The plaintiffs testified that these observations evidenced a simmering religious conspiracy, claiming that Hyde, a devout Catholic, could not separate his religion from his politics and that the Hyde Amendment was thus unconstitutional.
Planned Parenthood and the ACLU ultimately lost their case. But Hyde later wrote, “Some powerful members of the cultural elites in our country … go to Gestapo lengths to inhibit [religious] expression.”
The authors of a New York law outlawing the use of children in pornography certainly went to lengths to avoid a legal battle like Hyde’s or Louisiana’s. In its preamble, the statute specifically states that the law is not based on any moral or religious considerations. Only by making such a specific disclaimer did the bill’s drafters believe they could avoid a court challenge.
That this bias against religious motivations exists is disturbing enough. But do we really understand where this growing intolerance can lead us—what kind of society we would have if the public square were sanitized of religious values?
The abolition campaign, the reform of inhumane prison and working conditions, child labor laws, education reform, and the civil rights movement: all these sprang from religiously informed motives. What would the history of social justice be like without the likes of William Wilberforce, John Wesley, Lord Shaftesbury, William Jennings Bryan, Martin Luther King? Such leaders were from both the political Left and Right, theological liberals and conservatives alike.

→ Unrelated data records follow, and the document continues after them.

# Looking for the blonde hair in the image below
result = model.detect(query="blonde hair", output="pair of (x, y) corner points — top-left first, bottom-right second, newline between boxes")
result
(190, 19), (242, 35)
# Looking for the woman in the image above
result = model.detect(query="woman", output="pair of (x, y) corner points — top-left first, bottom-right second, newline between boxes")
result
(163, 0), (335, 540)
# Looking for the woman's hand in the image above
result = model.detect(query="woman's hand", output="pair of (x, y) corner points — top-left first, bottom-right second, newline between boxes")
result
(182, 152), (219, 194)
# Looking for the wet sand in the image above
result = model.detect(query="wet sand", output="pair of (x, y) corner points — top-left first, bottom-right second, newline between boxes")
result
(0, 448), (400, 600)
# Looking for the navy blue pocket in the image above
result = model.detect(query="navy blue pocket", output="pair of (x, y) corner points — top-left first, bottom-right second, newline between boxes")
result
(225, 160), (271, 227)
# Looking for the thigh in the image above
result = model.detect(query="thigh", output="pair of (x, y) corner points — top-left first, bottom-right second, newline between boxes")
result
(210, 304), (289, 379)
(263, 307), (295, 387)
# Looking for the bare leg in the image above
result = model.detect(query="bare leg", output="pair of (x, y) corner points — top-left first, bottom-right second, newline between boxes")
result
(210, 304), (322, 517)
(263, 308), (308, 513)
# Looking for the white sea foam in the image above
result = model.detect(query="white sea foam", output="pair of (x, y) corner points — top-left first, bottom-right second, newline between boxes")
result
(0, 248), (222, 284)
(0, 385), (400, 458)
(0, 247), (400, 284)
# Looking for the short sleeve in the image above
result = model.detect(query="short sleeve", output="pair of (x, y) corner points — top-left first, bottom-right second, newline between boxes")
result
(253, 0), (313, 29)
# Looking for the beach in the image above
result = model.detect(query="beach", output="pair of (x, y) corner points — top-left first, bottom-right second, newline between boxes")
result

Even such a generally irreligious observer as John Dewey once commented, “The church-going classes, those who have come under the influence of … Christianity … form the backbone of philanthropic and social interest, of social reform through political action, of pacifism, of popular education. They embody and express the spirit of kindly good will towards [those] in economic disadvantage.”
Religiously motivated political activism brings a transcendent moral perspective to the turmoil of contemporary political affairs. While the separation of the institutions of church and state is a vital constitutional safeguard, no one ever intended the religious and political realms to be separated. To do so is to sterilize our body politic and leave it morally impoverished.
For me, Tom Brokaw’s question was hauntingly reminiscent of the celebrated remark of Lord Melbourne in Parliament 200 years ago. Rising in indignation to oppose the abolition campaign led by an outspoken Christian, William Wilberforce, Melbourne thundered, “Things have come to a pretty pass when religion is allowed to invade public life.” Had Melbourne prevailed and Wilberforce been disqualified because he spoke his Christian conscience, the abominable slave trade might not have ended.
Two centuries ago the answer to Melbourne’s challenge was yes: in the name of humanity and justice, religion must invade public life. The answer to Tom Brokaw’s question today should be no less.